More tears started to make it's way to my eyes and they fell hopelessly on his face. I started screaming, begging, pleading for god to let him live. I was losing my voice but I didn't care. My throat hurts, but I didn't care. All that l care now was him. But he's gone.
Then, I woke up with a jolt. My body was sweating and I realized that I was crying. That dream felt so real. I tried to stop crying but it didn't work. The tears just kept on coming and coming. My body wouldn't listen to what I'm telling them to do. It kept on trembling and shaking. Don't you think it's weird how your body was supposed to follow your instruction but sometimes have a mind of it's own. Interesting, isn't it?
After that fateful night, I never get any dreams like that anymore. The show just decided to discontinue, leaving me with a sad ending. I continue to live as I usually do but there's this nagging feeling that kept bothering me. I ignored it, as one would usually do, but I think it was because the highlights of my day were now gone. Oh well. There's nothing I can do except keep on living.
My days went normally. In the end of the day though, I felt like going to my a place known to only me. It was a cliff with a single lone bench. From the cliff, you can see the whole city and you can see the sunset or sunrise. People rarely came here since it was pretty secluded so, I made it my secret place. My safe haven. I usually went here to escape from reality. I don't know why, but this place always manages to calm me down. It felt familiar even when I first found it.

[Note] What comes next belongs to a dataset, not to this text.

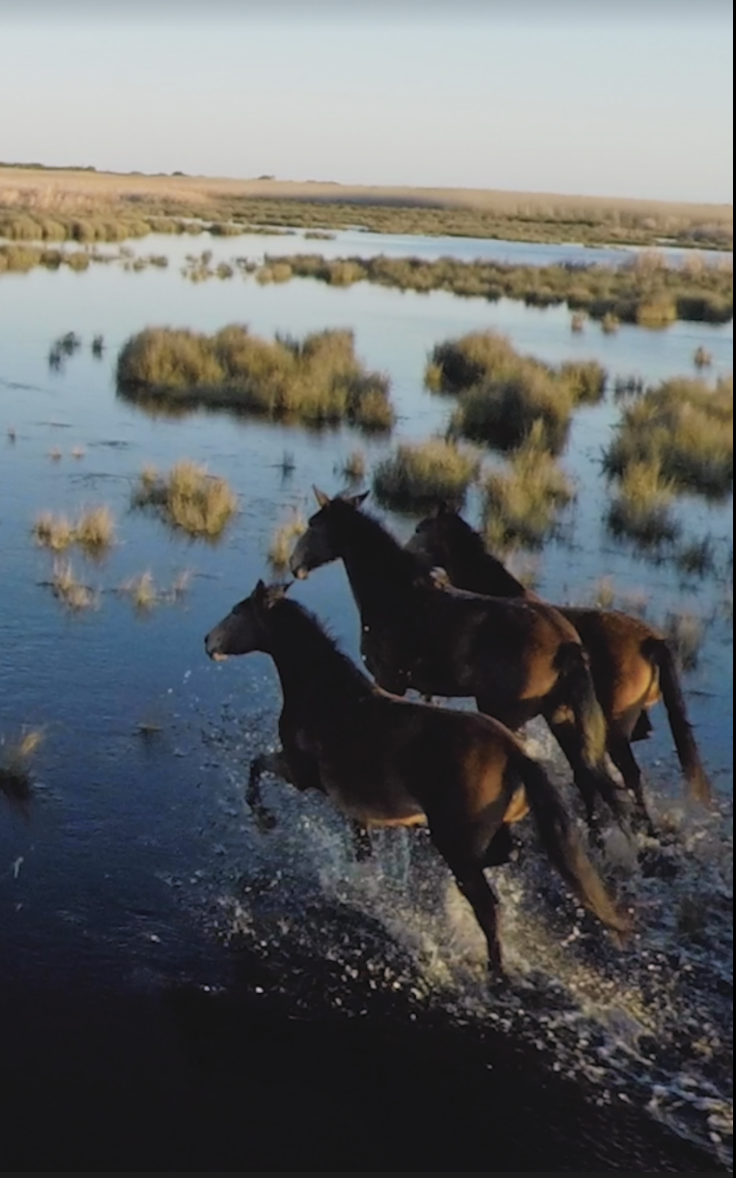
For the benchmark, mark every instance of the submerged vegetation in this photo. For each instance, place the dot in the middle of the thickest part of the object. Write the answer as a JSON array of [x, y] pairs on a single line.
[[644, 290], [317, 379], [94, 530], [15, 767], [416, 476], [522, 503], [504, 396], [684, 429], [189, 498]]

I went to my favorite place, ready to gaze into the sunset but, the usually empty bench was filled today. A man, was sitting there as the sun was about to set on the horizon. I was thinking about turning away and leaving him alone since he didn't notice me just yet, but my body kept going foward, ignoring my command. "Hey!" I said to him, causing him to turn. The moment out eyes met, the world seemed to stop. My eyes widened. There, in front of me, was a familiar face. The same eyes. The same hair. The same smile. It was like god picked him up straight from the dream. My eyes started to water without me knowing why as a sense of nostalgia washed over me. The guy jumped up from the bench and asked me what's wrong. I just let out a chuckle and wiped my eyes. Maybe people do get reincarnated after all.